What we do know is that the Australian Taxation Office is going to pay a lot less interest on the account than the bank might pay. Now we discover that the mining companies are going to get over 10 per cent compound interest on royalties. That was a good deal, Martin—10 per cent compound interest on royalty rebates to the mining companies if they do not pay the mining tax! If we get a rebate from the tax office, I think they give us CPI or something like that, but, if the mining companies do not pay the mining tax, the government not only has a one-year liability to refund their royalties—but there is no mining tax, so they cannot refund the royalties—but the royalty liability is carried over to the next year and the mining companies get over 10 per cent compound interest, payable by the Commonwealth taxpayer. That is fantastic—Commonwealth guaranteed, of course! But, for everyday Australians, if the government seizes your bank account after three years or seizes your superannuation after 12 months, you will be lucky if you get CPI. Fair dinkum!

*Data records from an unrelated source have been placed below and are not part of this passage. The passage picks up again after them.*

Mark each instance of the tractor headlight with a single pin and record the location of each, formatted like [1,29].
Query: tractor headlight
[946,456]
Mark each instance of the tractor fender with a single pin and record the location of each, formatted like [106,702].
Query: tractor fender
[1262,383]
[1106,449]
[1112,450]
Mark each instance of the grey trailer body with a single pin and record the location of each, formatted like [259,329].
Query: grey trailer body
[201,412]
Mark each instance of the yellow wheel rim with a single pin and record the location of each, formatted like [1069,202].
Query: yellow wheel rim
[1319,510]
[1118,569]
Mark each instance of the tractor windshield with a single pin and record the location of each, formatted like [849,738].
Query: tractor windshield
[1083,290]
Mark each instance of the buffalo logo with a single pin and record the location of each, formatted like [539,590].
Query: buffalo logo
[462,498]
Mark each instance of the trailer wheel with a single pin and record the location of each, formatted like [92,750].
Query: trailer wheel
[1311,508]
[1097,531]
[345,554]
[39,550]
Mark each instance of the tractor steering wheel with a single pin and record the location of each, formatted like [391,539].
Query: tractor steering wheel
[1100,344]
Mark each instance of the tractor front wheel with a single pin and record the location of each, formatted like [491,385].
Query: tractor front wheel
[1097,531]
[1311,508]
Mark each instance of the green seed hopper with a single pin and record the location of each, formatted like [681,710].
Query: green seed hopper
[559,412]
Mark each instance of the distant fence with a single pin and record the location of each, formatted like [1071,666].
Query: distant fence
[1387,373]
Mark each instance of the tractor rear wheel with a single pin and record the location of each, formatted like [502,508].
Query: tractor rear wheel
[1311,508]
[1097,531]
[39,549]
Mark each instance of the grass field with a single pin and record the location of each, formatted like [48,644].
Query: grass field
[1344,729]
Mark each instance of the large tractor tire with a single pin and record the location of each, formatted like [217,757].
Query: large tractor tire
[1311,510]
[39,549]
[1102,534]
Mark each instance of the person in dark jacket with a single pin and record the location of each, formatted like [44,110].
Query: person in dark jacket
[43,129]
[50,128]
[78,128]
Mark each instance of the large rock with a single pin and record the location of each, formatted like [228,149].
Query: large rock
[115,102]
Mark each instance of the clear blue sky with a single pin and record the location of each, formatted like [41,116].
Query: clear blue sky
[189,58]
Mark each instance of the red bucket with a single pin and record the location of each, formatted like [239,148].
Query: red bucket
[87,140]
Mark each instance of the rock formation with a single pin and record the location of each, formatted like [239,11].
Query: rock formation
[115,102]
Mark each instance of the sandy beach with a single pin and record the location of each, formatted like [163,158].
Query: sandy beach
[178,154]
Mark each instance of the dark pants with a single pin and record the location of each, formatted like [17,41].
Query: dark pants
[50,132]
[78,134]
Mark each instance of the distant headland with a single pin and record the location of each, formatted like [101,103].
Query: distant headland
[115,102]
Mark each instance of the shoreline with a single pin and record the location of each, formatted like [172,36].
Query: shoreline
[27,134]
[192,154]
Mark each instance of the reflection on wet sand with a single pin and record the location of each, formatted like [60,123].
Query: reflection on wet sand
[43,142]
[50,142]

We did not see this coming either: schedule 2 of this bill amends the First Home Saver Accounts Act to provide for new arrangements for unclaimed moneys held by First Home Saver Accounts providers. So people putting money into their First Home Saver Accounts, trying to save for their first home, if they get hit with a few bills and do not access the account for three years—bingo! The First Home Saver Accounts are meant to be new measures. Many parents have established these accounts for their children, but they may not be able to make a contribution for a number of years. It might be getting a bit tough out there, as we know it is for some families. What happens? We would have thought, again, that the parliamentary joint committee inquiry would have looked at the impact of that on the trends of saving by parents for their children in First Home Saver Accounts—gone. That is another one that came out of the blue that we found out about last night.
Schedule 3 to the bill amends the Life Insurance Act to provide new arrangements for unclaimed life insurance moneys. There are two limbs to the definition of unclaimed moneys in the Life Insurance Act. Unclaimed moneys include sums payable on the maturity of the policy which are not claimed within seven years from the maturity of the policy. The new arrangement will reduce the period before life insurance moneys are treated as unclaimed moneys from seven years to three years. How many people are going to be affected? We do not know. What are the circumstances? We do not know. We have not been able to speak to life insurance companies to find out the trend impact.
Maybe people want to leave their money in life insurance; they do not want to collect it at the age of 55 or 65 or whenever it might mature. Maybe some people who lost a partner did not know they had life insurance.